In Part 1 of this series we gave a detailed explanation of how LNS Research thinks the OEE Formula is best applied to a given asset or production line to both maximize local production efficiency as well as overall supply chain performance. In Part 2 we will go through a fictional example to start applying real numbers to all the OEE Formula terms mentioned previously. Hopefully this will help answer any questions you may have to using our OEE formula in your own plant.
Applying the OEE Formula
To start let's review the complete OEE Formula. Remember, overall equipment effectivess should be thought of as a composite metric that measures a particular assets uptime, production efficiency, and quality. It is best represented as below:
OEE = Availability x Efficiency x Quality
Now let's jump into each term starting with Availability. Based on the LNS Research OEE definition, availability is a measure of how often a particular asset is is running when there is a customer order or safety stock level that requires fulfillment. Based on this understanding we have the following formula:
Availability = Asset Uptime / Asset Scheduled Production Time
Now with this formula established, we can look at some numbers. In our fictional company, let's look at yesterday's performance on Work Center 1, WC1 for short, as our example. WC1 only makes one product, WidgetA, and there is currently a customer backlog for 1000 for WidgetA. WC1 can produce a theoretical maximum of 10 WidgetA/hour based on engineering's best estimate. This means WC1 has been at capacity for the past 24 hours and we will use 24 hours as our Asset Scheduled Production Time. For Asset Uptime we should look at how long WC1 was running. Unfortunately, it wasn't as good a day as we had hoped for. We had a scheduled .5 hours of down time for cleaning, another .5 hours for preventive maintenance, and another .5 hours of start and stop down time for filler head jams. This totaled 1.5 hours of down time or 22.5 hours of uptime. Plugging this into the formula we get:
Avialabiltiy = 22.5 / 24 = .9375
Now let's look at efficiency. As we discussed in the last post, efficiency is a measure of how well an asset is performing while it is operational. Based on this understanding we get the following formula:
Efficiency = Total amount of product produced / (Time asset was available * Theoretical maximum production rate of asset)

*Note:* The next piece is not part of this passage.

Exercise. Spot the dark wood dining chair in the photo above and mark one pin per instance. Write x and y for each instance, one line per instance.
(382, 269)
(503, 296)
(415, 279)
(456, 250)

We already mentioned that WC1 has a theoretical maximum of 10 WidgetA/hour production rate. Fortunately for us, when we were running yesterday the operators were doing a good job and got the production rate very close to the theoretical maximum. For yesterday's production run, WC1 produced 220 WidgetA. Plugging this into the efficiency formula, we find the following:
Efficiency = 220 / (22.5 *10) = .9778
Now let's look at quality. As discussed previously, quality in the LNS Research version of the OEE Formula, can be understood as the percentage of product produced the first time to quality specification. Based on this understanding we get the following formula:
Quality = Total products achieving quality specifications first time / Total products produced
Unfortunately, it looks like WC1 operators may have been sacrificing quality while trying to make up for last downtime with WC1 running so close to its theoretical maximum. There were a lot of errors that required product to be funneled to a rework line and other product that was sent straight to scrap. When the day was over, of the 220 WidgetA that were produced, only 190 hit quality specifications the first time. Plugging this into the formula we find the following:
Quality = 190 / 220 = .8636
Not very good on the quality side. But if we put this all together in the complete OEE Formula, we find it wasn't a very bad day.
OEE = .9375 * .9778 * .8636 = .7916 = 79%
What Does this OEE Example Mean?
Obviously this was a very simplistic example but even in such a simple example it becomes clear that the OEE Formula can be used to tell a story. In the above example, it looks like operators tried to make up for lost down time by pushing WC1 to the brink of capacity and ended up taking a quality hit. Although it wasn't World Class performance, 79% OEE is still a decent run for many industries.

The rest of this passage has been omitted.